ブロッコリーの蕾が紫色になるのは、寒さや乾燥に耐えようとしてポリフェノールの一種であるアントシアニン色素を発生するためです。むしろ健康的といえますし、食べる分にはなんら問題はなく、ゆでれば紫色が抜けて鮮やかな緑色になります。

ただし、花蕾面の発育が不均一で表面がデコボコし、着色が悪いのは栽培に問題があります。原因としては、老化苗を植え付けて活着不良を招いたり、排水不良で根を傷めた場合や、生育初期の肥料不足により十分に生育していない場合などが考えられます。さらに花芽分化・花蕾形成期になってから肥料が効きすぎたうえ、高温条件が重なると、表面がデコボコした異常花蕾となりやすくなります。

土づくりとして堆肥を十分施し、排水対策を講じ、若苗を定植して十分に根を張らせることが大切です。

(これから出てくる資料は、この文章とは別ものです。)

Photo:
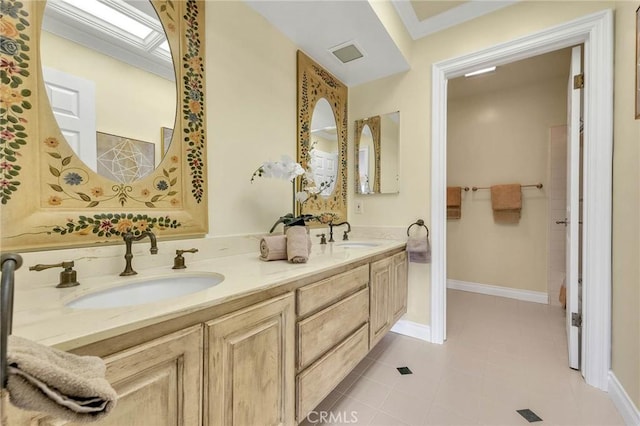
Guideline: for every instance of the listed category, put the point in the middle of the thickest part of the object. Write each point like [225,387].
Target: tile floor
[501,355]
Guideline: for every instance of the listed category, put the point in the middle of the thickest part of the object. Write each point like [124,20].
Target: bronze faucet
[68,277]
[129,238]
[345,236]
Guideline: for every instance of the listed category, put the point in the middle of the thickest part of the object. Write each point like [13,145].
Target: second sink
[147,291]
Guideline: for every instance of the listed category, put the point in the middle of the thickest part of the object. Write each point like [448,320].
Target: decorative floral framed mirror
[322,141]
[50,197]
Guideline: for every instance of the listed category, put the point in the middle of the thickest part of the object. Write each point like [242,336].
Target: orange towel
[506,202]
[454,196]
[454,202]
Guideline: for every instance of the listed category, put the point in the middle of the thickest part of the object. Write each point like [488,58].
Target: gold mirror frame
[314,83]
[374,126]
[51,199]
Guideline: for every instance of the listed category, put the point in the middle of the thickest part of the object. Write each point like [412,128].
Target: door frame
[595,31]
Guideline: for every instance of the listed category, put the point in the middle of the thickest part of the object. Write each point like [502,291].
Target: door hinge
[576,319]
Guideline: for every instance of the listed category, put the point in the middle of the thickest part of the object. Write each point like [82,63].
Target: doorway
[596,32]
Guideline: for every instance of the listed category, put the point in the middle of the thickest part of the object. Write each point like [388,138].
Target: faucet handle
[178,261]
[68,277]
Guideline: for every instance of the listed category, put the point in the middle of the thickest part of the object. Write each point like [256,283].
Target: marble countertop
[41,314]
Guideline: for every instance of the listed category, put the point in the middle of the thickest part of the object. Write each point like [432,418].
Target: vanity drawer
[323,293]
[325,329]
[317,381]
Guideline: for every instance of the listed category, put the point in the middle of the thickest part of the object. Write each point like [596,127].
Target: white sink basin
[355,244]
[147,290]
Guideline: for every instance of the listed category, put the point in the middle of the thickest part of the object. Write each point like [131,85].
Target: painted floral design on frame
[14,66]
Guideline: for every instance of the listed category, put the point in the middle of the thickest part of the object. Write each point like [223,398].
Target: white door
[73,100]
[571,221]
[325,170]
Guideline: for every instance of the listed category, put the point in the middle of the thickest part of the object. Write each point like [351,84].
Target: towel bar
[537,185]
[9,262]
[418,222]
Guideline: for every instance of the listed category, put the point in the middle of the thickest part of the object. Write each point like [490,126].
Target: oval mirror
[102,64]
[324,148]
[377,146]
[366,161]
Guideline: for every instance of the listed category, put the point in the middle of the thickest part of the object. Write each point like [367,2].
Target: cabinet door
[158,383]
[380,299]
[399,287]
[249,366]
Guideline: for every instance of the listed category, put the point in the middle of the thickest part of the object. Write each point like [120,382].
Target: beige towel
[454,202]
[419,249]
[273,247]
[298,244]
[506,202]
[51,381]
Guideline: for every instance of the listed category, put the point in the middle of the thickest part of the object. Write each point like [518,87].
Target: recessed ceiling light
[482,71]
[347,53]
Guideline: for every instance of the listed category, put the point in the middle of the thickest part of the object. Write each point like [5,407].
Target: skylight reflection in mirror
[110,15]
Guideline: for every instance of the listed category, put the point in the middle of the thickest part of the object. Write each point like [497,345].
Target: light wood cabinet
[388,295]
[332,334]
[269,361]
[399,286]
[249,365]
[158,383]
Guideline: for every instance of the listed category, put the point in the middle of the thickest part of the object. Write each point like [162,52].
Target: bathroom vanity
[263,347]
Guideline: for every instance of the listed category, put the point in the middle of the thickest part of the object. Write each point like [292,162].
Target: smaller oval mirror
[324,148]
[377,145]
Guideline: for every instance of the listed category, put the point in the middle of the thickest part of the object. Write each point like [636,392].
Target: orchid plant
[288,169]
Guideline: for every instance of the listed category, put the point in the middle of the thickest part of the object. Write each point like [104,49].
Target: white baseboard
[627,409]
[493,290]
[412,329]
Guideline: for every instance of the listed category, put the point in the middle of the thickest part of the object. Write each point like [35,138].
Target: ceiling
[317,26]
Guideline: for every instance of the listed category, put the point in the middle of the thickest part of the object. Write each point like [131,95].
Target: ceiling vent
[347,52]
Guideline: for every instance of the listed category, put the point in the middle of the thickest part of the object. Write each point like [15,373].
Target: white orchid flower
[301,196]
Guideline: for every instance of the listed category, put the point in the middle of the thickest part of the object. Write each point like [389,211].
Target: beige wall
[626,209]
[251,107]
[496,138]
[122,91]
[410,93]
[389,144]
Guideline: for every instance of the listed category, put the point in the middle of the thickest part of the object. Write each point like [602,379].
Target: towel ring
[418,222]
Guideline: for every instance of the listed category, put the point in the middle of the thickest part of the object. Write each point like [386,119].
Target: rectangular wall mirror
[377,146]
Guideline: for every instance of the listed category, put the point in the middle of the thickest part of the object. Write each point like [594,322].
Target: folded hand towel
[506,202]
[454,202]
[419,249]
[64,385]
[298,246]
[273,247]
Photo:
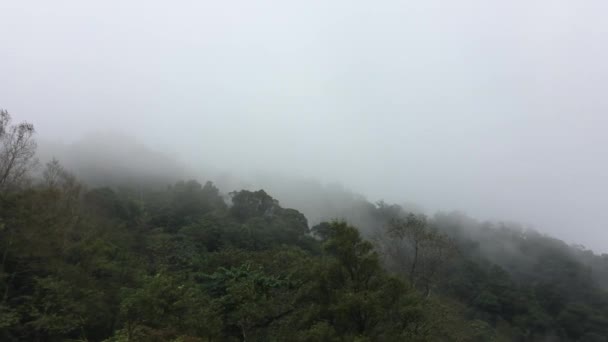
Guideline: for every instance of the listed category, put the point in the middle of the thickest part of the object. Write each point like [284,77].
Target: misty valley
[123,250]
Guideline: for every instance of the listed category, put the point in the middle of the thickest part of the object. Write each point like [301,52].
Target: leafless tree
[17,151]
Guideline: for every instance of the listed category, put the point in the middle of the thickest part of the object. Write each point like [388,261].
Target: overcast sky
[496,108]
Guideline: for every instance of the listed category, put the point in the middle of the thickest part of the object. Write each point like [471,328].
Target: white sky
[496,108]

生育初期の株作りのために適切な追肥を行うとともに、生育後半の肥効を抑えぎみにします。

異常花蕾やアントシアニンの出にくい冬どりの中生種の品種として、「キャッスル」や、冬どり晩生種の「エンデバーSP」「メガドーム」を選び、適期にタネをまくとよいでしょう。

ブロッコリーの花蕾が大きくなりません。どうしてでしょうか。

ブロッコリーは、代表的な緑黄色野菜で、カロテン、ビタミンB群、C、カルシウム
やミネラル、食物繊維を豊富に含みます。さらに香りや味にクセがなく、ほのかな甘味があることから、子どもにも人気です。

ブロッコリーの花蕾を大きく育てるコツは、できるだけ外葉を大きく育てることです。株自体が小さいと、小さな花蕾しかできません。そのため、まず土づくりが大切です。完熟堆肥などの有機物をたっぷり施すように心掛けましょう。花蕾が形成される前に、いかに株を大きくするかで花蕾の大きさが決まるので、植え付け後の追肥、土寄せが重要です。植え付け時は苗の根を切らないよう活着をよくしてやります。その後は本葉が10枚程度になったら追肥をして、株元に軽く土寄せをします。第2回目の追肥は、その1カ月後に土寄せと併せて行います。生育の最盛期、特に花蕾の肥大期に乾燥すると収量並びに品質に悪影響を及ぼすので潅水に努めます。

またアオムシ、ヨトウムシ、コナガなどの害虫がつきやすいので、対策が必要です。